Abstract
Adolescence is a critical period of life during which significant psychosocial adjustment occurs and in which emotional intelligence plays an essential role. This article provides validity evidence for the Trait Meta-Mood Scale–24 (TMMS-24) scores based on an item response theory (IRT) approach. A sample of 2,693 Spanish adolescents (M = 16.52 years and SD = 1.38), of whom 51.1% were boys, completed the TMMS-24. The three-dimensional structure of the TMMS-24 was confirmed, showing adequate psychometric properties for assessing adolescents. With one exception, the IRT analyses showed that the items have a reasonable fit to Samejima’s Gradual Response Model. In addition, all three dimensions exhibit the best measurement precision around the mean of the latent trait levels. Again, with one exception (Item 23), all items have a moderate to very high discrimination power.
Keywords
Emotional intelligence (EI) refers to the mental processes involved in recognizing, using, understanding, and managing one’s and others’ emotional states when coping with problems and regulating behavior (Mayer & Salovey, 1997). Adolescence is a critical period of life in which the ability to express and understand emotions is particularly important in social and psychological adjustment (Mavroveli, Petrides, Rieffe, & Bakker, 2007; Peña-Fernández, Andreu-Rodríguez, Barriga, & Gibbs, 2013). To manage emotion in an appropriate way, especially in adolescents, EI plays an important role (Mayer, Perkins, Caruso, & Salovey, 2001). Previous research has shown that adolescents with better developed EI show greater social support and use more effective coping strategies, which in turn, modulate the effects on academic performance, well-being, and life satisfaction (Austin, Saklofske, & Mastoras, 2010; James, Bore, & Zito, 2012; Keefer, Parker, & Wood, 2012; Saklofske, Austin, Mastoras, Beaton, & Osborne, 2012). EI can be considered a part of personality (Russo et al., 2012; Watson, 2000) but still leaving a good amount of variance unique to EI (Saklofske, Austin, & Minski, 2003).
The different conceptualizations and definitions of EI have resulted in a range of measurement instruments (James et al., 2012); among them, the Trait Meta-Mood Scale (TMMS; Salovey, Mayer, Goldman, Turvey, & Paarfay, 1995) is one of the most widely used (Gorostiaga, Balluerka, Aritzeta, Haranburu, & Alonso-Arbiol, 2011). The TMMS was designed to assess individual differences in the process of emotional regulation and addresses three key aspects of EI: emotional attention, emotional clarity, and emotional repair.

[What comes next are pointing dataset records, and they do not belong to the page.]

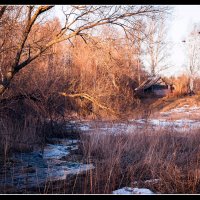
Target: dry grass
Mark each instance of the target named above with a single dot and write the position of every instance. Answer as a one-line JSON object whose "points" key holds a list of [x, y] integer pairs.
{"points": [[121, 160]]}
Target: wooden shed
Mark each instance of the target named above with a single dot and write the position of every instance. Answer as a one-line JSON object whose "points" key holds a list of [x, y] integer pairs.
{"points": [[155, 85]]}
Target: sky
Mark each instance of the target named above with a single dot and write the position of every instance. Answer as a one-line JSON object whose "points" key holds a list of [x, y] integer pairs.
{"points": [[180, 23]]}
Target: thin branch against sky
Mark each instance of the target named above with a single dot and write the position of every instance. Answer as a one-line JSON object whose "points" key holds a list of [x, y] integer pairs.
{"points": [[180, 24]]}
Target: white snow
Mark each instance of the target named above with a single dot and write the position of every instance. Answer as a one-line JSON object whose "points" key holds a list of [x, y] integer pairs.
{"points": [[129, 190], [55, 151]]}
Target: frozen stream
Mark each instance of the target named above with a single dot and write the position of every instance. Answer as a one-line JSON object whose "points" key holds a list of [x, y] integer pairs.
{"points": [[28, 170]]}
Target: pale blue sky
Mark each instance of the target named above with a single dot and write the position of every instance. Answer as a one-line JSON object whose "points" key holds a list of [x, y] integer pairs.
{"points": [[184, 16], [180, 24]]}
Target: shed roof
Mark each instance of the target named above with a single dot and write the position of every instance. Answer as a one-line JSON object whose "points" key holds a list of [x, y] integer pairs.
{"points": [[149, 82]]}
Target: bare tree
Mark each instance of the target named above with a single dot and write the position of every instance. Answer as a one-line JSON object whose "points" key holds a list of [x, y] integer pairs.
{"points": [[192, 56], [79, 19], [156, 46]]}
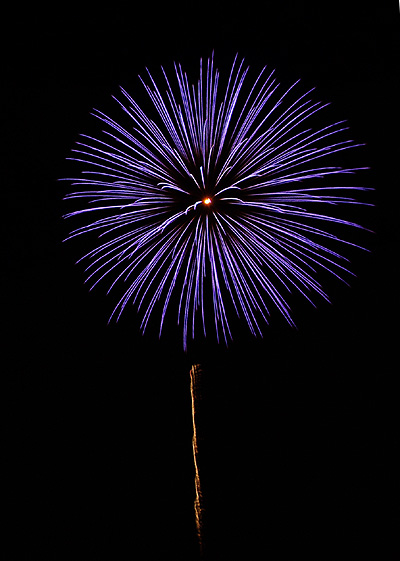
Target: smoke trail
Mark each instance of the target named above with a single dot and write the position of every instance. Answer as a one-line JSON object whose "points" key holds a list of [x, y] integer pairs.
{"points": [[195, 373]]}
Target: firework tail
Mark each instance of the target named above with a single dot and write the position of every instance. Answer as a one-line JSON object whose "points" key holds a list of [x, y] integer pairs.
{"points": [[195, 375]]}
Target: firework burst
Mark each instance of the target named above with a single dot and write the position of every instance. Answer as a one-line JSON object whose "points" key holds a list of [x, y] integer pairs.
{"points": [[213, 203]]}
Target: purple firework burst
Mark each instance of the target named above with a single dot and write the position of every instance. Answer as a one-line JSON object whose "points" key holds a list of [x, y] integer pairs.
{"points": [[214, 203]]}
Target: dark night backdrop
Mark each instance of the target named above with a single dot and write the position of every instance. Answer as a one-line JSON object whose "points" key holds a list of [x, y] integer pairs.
{"points": [[300, 454]]}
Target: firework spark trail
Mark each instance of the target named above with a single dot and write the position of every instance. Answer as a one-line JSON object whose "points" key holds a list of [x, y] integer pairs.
{"points": [[207, 199], [195, 373]]}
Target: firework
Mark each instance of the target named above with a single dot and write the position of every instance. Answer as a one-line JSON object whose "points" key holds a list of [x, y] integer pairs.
{"points": [[214, 202], [195, 373]]}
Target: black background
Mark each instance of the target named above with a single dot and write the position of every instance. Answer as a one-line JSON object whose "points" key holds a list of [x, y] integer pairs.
{"points": [[300, 449]]}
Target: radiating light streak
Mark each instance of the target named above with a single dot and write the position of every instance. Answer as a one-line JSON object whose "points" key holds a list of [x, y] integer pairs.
{"points": [[216, 197]]}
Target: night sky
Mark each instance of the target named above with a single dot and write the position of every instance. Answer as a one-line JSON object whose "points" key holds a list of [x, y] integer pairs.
{"points": [[300, 429]]}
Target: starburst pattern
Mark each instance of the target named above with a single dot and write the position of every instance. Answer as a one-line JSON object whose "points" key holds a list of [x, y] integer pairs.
{"points": [[214, 201]]}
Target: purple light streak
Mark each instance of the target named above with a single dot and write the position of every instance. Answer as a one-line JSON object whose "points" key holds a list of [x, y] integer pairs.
{"points": [[210, 199]]}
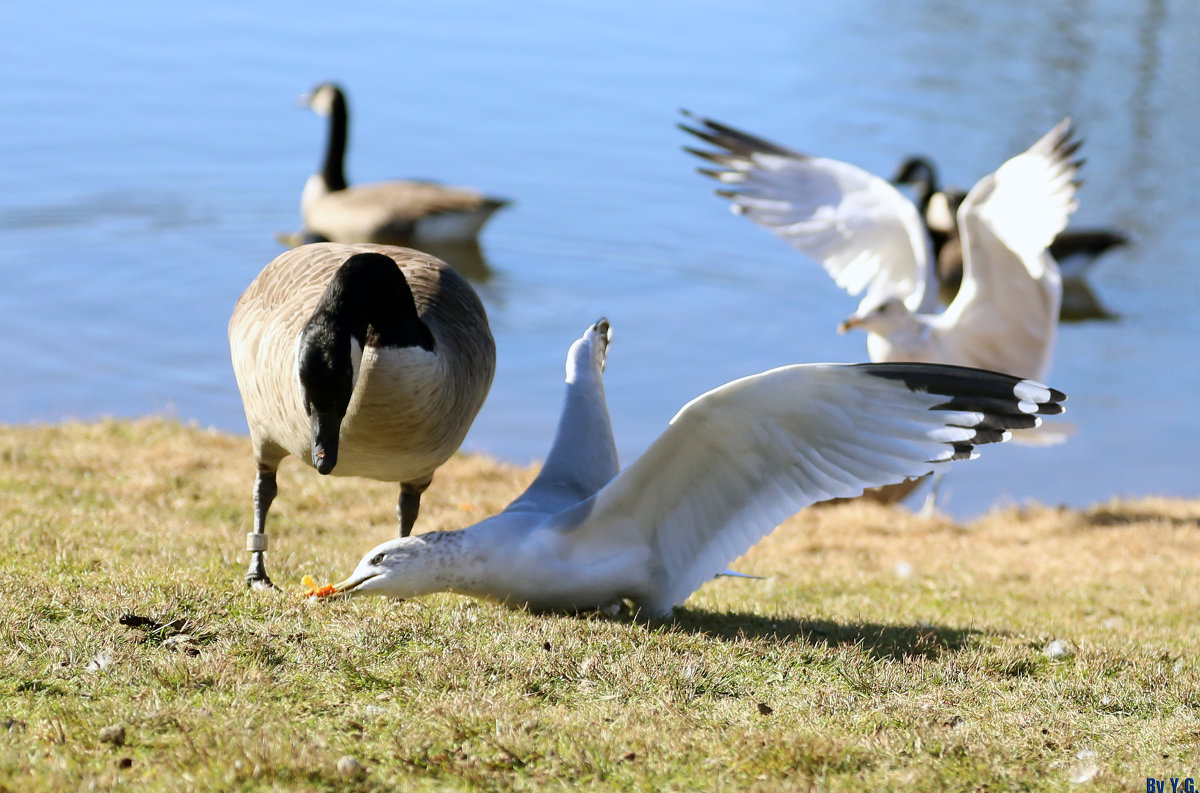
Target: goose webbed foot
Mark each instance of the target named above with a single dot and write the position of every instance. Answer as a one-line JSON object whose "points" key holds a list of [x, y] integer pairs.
{"points": [[256, 575]]}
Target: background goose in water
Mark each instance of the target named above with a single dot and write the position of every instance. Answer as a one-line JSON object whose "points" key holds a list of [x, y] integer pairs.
{"points": [[1075, 251], [871, 239], [360, 360], [390, 212], [731, 466]]}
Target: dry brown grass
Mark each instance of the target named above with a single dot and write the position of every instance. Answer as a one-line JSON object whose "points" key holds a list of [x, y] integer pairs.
{"points": [[882, 652]]}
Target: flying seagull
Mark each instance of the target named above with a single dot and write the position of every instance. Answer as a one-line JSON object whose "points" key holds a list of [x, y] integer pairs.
{"points": [[871, 239]]}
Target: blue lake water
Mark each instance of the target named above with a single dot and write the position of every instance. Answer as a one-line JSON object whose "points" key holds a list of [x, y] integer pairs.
{"points": [[150, 152]]}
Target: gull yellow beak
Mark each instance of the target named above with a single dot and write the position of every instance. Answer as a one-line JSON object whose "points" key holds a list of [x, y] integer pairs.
{"points": [[850, 323]]}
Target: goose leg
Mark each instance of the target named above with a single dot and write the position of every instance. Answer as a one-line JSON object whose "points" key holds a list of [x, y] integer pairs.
{"points": [[409, 505], [265, 490]]}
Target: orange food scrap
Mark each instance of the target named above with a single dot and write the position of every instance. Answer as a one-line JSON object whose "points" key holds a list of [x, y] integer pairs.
{"points": [[313, 590]]}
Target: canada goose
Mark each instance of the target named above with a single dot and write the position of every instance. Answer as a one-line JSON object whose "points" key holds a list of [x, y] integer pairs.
{"points": [[732, 464], [1074, 250], [361, 360], [870, 238], [389, 212]]}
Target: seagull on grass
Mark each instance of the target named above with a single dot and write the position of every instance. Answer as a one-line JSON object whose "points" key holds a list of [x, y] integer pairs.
{"points": [[732, 464]]}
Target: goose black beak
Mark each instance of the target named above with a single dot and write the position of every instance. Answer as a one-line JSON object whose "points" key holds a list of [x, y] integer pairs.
{"points": [[325, 430]]}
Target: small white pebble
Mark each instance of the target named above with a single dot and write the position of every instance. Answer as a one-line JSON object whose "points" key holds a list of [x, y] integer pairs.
{"points": [[101, 662], [113, 734], [1085, 767], [1059, 649], [348, 766]]}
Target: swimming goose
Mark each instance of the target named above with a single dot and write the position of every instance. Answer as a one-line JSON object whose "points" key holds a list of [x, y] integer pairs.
{"points": [[390, 212], [1074, 250], [870, 238], [731, 466], [361, 360]]}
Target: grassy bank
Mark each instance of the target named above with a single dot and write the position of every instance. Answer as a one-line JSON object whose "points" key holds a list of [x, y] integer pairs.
{"points": [[1032, 649]]}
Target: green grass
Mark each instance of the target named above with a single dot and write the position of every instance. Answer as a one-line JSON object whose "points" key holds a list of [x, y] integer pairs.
{"points": [[838, 672]]}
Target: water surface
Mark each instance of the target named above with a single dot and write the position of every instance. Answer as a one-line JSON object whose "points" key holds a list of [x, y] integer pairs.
{"points": [[150, 154]]}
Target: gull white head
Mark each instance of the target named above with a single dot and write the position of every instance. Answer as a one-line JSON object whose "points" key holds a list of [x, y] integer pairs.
{"points": [[402, 568], [887, 318]]}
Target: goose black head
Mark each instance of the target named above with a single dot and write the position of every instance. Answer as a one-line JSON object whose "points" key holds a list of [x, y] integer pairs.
{"points": [[325, 371]]}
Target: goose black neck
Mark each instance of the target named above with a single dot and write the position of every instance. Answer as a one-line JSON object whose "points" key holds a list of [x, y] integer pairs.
{"points": [[335, 148], [370, 300], [922, 175]]}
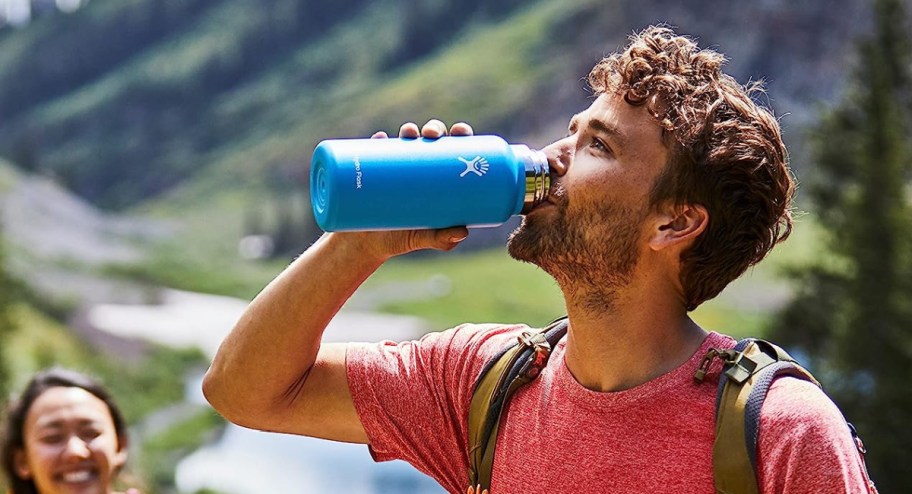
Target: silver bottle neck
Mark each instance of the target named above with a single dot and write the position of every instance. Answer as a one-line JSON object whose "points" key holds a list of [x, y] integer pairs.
{"points": [[538, 176]]}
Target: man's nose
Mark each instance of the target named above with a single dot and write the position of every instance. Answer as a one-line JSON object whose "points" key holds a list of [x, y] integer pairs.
{"points": [[76, 448], [560, 154]]}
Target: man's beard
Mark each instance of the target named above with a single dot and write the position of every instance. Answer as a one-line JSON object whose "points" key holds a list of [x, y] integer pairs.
{"points": [[590, 254]]}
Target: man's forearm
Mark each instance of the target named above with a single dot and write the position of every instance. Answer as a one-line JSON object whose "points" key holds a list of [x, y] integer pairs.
{"points": [[276, 340]]}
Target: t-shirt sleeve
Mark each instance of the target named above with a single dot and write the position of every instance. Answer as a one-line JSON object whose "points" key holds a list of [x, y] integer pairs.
{"points": [[805, 445], [413, 397]]}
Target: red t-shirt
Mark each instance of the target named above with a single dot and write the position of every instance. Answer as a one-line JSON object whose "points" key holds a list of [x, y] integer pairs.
{"points": [[557, 436]]}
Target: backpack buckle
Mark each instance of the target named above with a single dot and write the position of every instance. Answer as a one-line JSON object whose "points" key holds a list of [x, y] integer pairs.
{"points": [[541, 351]]}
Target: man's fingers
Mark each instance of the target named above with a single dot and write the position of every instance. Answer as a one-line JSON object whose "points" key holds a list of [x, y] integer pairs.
{"points": [[433, 129], [409, 130], [461, 129]]}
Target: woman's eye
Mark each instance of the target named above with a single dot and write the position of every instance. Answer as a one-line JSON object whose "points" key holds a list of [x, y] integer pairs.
{"points": [[52, 439], [89, 433]]}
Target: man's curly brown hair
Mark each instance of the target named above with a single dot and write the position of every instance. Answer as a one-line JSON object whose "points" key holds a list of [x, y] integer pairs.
{"points": [[727, 153]]}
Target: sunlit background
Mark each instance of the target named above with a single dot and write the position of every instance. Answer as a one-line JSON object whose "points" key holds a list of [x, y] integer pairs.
{"points": [[154, 161]]}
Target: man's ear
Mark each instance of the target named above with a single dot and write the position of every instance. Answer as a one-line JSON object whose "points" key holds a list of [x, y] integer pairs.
{"points": [[20, 465], [679, 226]]}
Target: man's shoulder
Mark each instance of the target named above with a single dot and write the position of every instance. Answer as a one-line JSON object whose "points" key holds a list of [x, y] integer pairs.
{"points": [[800, 406], [480, 340]]}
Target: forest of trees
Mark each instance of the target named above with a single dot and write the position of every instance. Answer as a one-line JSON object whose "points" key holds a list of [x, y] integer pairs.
{"points": [[853, 313]]}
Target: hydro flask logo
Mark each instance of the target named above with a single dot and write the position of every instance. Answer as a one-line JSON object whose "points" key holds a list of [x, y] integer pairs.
{"points": [[477, 165]]}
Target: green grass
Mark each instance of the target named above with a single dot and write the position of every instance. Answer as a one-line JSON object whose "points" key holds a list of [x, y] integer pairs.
{"points": [[485, 286], [138, 386], [489, 286], [162, 453]]}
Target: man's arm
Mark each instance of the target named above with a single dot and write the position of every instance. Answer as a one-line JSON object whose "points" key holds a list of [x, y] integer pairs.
{"points": [[271, 372]]}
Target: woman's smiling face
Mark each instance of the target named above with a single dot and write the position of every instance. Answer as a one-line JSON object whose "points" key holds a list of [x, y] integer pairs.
{"points": [[71, 444]]}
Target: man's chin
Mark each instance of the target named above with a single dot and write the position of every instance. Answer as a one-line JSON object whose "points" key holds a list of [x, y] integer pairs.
{"points": [[526, 243]]}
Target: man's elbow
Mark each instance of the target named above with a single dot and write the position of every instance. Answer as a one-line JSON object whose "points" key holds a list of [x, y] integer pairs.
{"points": [[223, 397]]}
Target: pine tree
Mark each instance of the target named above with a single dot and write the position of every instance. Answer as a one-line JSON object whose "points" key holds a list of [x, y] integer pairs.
{"points": [[852, 316]]}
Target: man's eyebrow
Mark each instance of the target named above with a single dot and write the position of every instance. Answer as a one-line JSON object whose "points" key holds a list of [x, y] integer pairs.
{"points": [[608, 129], [600, 127]]}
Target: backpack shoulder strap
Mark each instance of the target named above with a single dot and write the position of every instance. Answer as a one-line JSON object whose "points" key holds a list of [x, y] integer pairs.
{"points": [[748, 371], [500, 378]]}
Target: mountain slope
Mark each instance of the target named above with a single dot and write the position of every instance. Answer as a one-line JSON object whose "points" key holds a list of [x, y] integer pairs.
{"points": [[208, 110]]}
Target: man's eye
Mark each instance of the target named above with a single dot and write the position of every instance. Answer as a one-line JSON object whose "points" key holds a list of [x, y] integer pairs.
{"points": [[599, 145]]}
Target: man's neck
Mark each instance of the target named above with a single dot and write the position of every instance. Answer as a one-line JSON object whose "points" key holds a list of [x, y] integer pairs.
{"points": [[637, 338]]}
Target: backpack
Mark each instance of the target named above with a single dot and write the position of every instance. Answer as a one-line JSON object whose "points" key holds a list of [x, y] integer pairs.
{"points": [[748, 371]]}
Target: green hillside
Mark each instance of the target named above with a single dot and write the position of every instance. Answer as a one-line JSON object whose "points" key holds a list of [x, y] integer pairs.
{"points": [[205, 112]]}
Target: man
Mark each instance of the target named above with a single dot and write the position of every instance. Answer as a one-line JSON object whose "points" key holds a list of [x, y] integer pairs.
{"points": [[665, 189]]}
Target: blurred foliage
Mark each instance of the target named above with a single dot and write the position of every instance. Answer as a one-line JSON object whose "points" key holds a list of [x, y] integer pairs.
{"points": [[140, 386], [9, 291], [162, 452], [852, 315]]}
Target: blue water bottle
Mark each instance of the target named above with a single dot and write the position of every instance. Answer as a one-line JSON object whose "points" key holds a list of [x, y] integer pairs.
{"points": [[393, 184]]}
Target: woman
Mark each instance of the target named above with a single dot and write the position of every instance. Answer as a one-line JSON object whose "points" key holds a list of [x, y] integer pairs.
{"points": [[63, 434]]}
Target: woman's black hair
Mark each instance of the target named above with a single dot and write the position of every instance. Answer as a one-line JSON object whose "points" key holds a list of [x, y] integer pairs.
{"points": [[13, 438]]}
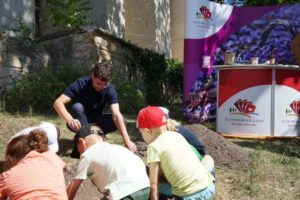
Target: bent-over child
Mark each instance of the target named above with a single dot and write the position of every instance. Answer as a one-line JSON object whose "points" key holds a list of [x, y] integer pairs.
{"points": [[169, 153], [116, 171], [33, 172]]}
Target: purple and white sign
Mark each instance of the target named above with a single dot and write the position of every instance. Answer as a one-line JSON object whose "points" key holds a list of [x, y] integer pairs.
{"points": [[212, 28]]}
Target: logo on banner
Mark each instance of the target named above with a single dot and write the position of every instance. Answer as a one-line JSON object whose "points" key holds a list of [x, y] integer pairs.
{"points": [[295, 109], [243, 107], [204, 13]]}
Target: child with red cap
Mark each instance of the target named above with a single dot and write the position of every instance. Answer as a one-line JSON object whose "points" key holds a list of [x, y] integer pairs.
{"points": [[168, 152]]}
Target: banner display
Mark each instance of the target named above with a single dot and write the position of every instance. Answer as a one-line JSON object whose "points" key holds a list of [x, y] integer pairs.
{"points": [[287, 109], [211, 29], [244, 104]]}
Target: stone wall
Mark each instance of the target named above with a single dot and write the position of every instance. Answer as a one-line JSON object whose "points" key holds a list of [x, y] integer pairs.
{"points": [[17, 59], [79, 49]]}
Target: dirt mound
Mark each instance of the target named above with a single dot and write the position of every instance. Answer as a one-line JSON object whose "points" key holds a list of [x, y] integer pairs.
{"points": [[225, 153]]}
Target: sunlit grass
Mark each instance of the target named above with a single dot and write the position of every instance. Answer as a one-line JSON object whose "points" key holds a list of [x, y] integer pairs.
{"points": [[274, 173]]}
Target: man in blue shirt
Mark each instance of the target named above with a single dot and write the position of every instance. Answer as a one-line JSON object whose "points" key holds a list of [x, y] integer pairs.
{"points": [[87, 97]]}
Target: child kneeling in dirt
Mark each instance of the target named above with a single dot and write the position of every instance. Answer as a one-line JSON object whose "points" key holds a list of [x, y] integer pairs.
{"points": [[169, 153], [116, 171], [33, 171]]}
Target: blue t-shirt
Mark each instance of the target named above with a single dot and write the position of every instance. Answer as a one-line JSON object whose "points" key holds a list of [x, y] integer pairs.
{"points": [[82, 91]]}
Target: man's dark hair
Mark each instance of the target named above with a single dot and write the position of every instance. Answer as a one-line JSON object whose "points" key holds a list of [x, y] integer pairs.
{"points": [[102, 70]]}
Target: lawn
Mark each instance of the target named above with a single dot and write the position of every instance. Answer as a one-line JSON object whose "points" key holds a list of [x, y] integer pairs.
{"points": [[274, 173]]}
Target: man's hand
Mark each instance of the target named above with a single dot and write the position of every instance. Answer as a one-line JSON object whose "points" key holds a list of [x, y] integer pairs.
{"points": [[74, 124], [131, 146]]}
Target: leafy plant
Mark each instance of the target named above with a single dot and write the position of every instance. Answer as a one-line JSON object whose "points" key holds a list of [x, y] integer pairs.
{"points": [[22, 32], [36, 92]]}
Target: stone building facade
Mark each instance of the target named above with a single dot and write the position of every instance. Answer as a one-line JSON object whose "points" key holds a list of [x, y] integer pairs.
{"points": [[152, 24]]}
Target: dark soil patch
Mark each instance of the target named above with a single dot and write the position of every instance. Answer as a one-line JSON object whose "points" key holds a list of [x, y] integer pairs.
{"points": [[225, 153]]}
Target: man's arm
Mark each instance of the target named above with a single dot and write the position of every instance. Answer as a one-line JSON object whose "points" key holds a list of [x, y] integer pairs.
{"points": [[73, 187], [59, 106], [119, 122], [154, 180]]}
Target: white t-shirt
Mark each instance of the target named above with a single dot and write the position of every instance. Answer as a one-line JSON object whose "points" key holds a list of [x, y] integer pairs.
{"points": [[113, 168], [179, 163]]}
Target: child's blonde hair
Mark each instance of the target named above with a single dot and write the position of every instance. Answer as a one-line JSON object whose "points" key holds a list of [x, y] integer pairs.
{"points": [[20, 146]]}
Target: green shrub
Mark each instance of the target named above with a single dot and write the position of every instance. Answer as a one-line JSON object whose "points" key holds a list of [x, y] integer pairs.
{"points": [[174, 80], [37, 91], [163, 79]]}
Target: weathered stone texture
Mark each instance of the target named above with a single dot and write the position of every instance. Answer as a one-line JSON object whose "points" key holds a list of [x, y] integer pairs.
{"points": [[79, 50]]}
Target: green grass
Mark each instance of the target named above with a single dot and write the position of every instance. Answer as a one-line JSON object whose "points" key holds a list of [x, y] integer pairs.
{"points": [[274, 173]]}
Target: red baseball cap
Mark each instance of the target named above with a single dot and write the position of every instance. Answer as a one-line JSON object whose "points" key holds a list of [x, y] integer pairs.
{"points": [[151, 117]]}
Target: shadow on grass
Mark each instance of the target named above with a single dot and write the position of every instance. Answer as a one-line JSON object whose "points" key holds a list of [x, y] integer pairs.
{"points": [[290, 148]]}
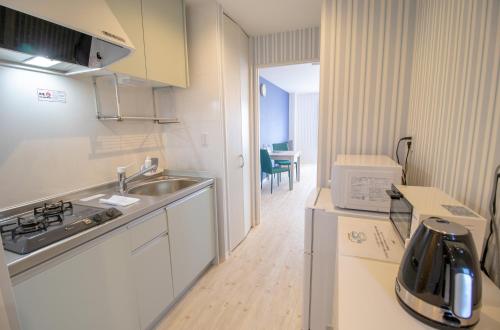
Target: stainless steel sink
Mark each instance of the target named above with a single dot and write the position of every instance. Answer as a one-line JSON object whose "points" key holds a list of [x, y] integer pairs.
{"points": [[162, 187]]}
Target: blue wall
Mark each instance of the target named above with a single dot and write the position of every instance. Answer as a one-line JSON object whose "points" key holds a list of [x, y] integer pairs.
{"points": [[273, 114]]}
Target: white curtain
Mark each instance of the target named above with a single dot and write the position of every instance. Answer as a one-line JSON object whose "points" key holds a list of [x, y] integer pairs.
{"points": [[365, 78], [304, 108]]}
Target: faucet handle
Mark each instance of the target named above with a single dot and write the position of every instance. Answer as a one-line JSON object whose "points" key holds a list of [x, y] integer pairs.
{"points": [[121, 169], [154, 162]]}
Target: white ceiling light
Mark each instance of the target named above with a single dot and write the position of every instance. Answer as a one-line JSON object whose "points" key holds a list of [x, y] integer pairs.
{"points": [[41, 62]]}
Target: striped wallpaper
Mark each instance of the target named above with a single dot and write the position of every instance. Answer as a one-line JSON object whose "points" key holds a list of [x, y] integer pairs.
{"points": [[454, 112], [289, 47], [425, 68], [365, 77]]}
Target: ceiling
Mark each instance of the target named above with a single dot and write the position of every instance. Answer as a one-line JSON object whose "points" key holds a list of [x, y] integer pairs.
{"points": [[298, 78], [258, 17]]}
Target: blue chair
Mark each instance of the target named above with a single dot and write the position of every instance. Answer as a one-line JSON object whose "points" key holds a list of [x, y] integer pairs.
{"points": [[266, 166], [283, 146]]}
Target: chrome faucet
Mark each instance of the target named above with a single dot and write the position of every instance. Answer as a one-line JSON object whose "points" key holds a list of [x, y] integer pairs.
{"points": [[150, 165]]}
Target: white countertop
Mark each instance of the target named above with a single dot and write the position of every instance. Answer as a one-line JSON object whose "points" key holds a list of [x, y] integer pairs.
{"points": [[366, 297]]}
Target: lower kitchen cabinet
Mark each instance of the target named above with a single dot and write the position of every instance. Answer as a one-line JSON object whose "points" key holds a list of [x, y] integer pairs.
{"points": [[126, 279], [91, 290], [191, 226], [153, 279]]}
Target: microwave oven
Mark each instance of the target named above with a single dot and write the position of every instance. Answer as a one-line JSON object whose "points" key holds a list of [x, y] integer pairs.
{"points": [[359, 182], [410, 205]]}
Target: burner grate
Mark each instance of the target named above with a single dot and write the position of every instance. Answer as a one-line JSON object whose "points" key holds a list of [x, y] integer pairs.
{"points": [[41, 218]]}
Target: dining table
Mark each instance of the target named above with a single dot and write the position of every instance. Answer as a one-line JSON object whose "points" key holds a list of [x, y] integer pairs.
{"points": [[293, 156]]}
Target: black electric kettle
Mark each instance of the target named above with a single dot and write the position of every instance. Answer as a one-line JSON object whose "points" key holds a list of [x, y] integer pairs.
{"points": [[439, 279]]}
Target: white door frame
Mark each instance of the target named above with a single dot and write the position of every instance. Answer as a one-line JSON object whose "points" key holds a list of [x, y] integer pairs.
{"points": [[255, 132]]}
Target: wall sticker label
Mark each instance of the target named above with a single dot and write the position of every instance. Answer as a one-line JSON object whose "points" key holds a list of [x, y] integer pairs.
{"points": [[47, 95]]}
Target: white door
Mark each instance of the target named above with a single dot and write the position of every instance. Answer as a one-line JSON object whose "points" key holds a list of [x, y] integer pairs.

Although EI scales have received wide use, more empirical data about their psychometric properties are required, especially when these scales are adapted, translated, and then used in different countries (Li, Saklofske, Bowden, Fung, & Yan, 2012). Previous research conducted with the TMMS with Spanish participants reports high reliability coefficients, ranging from .82 to .90 for the general population (Fernández-Berrocal, Extremera, & Ramos, 2004; Salovey et al., 1995), and moderate values in adolescents, with alpha coefficients between .68 and .86 (Díaz-Castela et al., 2013; Extremera, Durán, & Rey, 2007; Fernández-Berrocal, Alcaide, Extremera, & Pizarro, 2006; Gorostiaga et al., 2011; Salguero, Fernández-Berrocal, Balluerka, & Aritzeta, 2010). Moreover, the instrument has shown adequate convergent and discriminant validity (Fernández-Berrocal et al., 2004). In the field of EI, the application of advanced psychometric methods such as item response theory (IRT) is rare and thus, some cause for concern among researchers and clinicians (Matthews, Zeidner, & Roberts, 2007). There is little published work to which IRT has contributed (Cooper & Petrides, 2010). The work done with the TMMS has been based on classical test theory (CTT). Nonetheless, psychometric technology based on IRT models has many advantages when compared with the classical approach (Hambleton & Jones, 1993). IRT, through its item level analysis, both establishes the probability of a participant endorsing an item and allows the comparison of scores from different participants in different measurement instruments. Therefore, this approach provides an invariant metric with respect to the evaluated sample and the instruments used for whatever end (De Ayala, 2009; Hambleton, Swaminathan, & Rogers, 1991).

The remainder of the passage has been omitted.